For SRM, the NetApp SRA adapter is certified to work with MultiStore and each vFiler is treated like a storage array.
Can volumes etc be added to a vfiler once the vfiler is up and running in production – On P37 of the DOT 7.3 Mutistore Mgmt Guide it states “When resources are being moved, all network connections to the vFiler units are terminated” – This is a worry as I cannot disrupt service if I want to add extra storage etc?????
This only applies during a vfiler migrate or data motion when the vfiler is moving between 2 different controllers. You can absolutely add volumes and IP addresses to vfilers (and remove them too).. then if vfiler dr is running, just update with dr resync to get the new volumes (you have to activate the dr vfiler to add ips, then resync).
Nice one
About security. If every vFilers manages its VLANs, this situation creates security hole in case of sharing a few physical Ethernet interfaces with a few vFilers. How NetApp handle it?
Ipspaces keep interfaces in their own Routing space. Even sharing an interface you can have each vlan in its own Ipspace separating traffic at both vlan and routing table.
Sent from my iPhone 4S
Sorry I do not understand what you are meaning. Maybe it is because of my poor English.

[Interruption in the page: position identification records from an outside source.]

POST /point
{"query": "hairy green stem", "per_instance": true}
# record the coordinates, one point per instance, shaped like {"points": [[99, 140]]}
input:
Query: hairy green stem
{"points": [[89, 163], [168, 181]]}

Because "you can have each vlan" it is not enough. I mean that one organization which manages one vFiler can configure the same VLAN(s) as second vFiler and potentially will have opportunity to steal sensitive data. And so on... The security of whole system will be equal to the most insecure vFiler. For example a vFiler with the worst security can be hacked and through it all others vFiler can be hacked too (including vFiler0).
How to avoid security compromising vFilers in case they can configure VLANs for themselves?
I mean that one organization which manages one vFiler can configure the same VLAN(s) as second vFiler and potentially will have opportunity to steal sensitive data.
vFilers are managed through vfiler0. There is no way administrator who has access only to vfiler != vfiler0 can add additional interfaces to this vfiler. It has to be done through vfiler0.
And yes, you have to trust whoever manages vfiler0. Just as you have to trust your cloud provider, your hosting provider and dozens of other providers whose services you use everyday.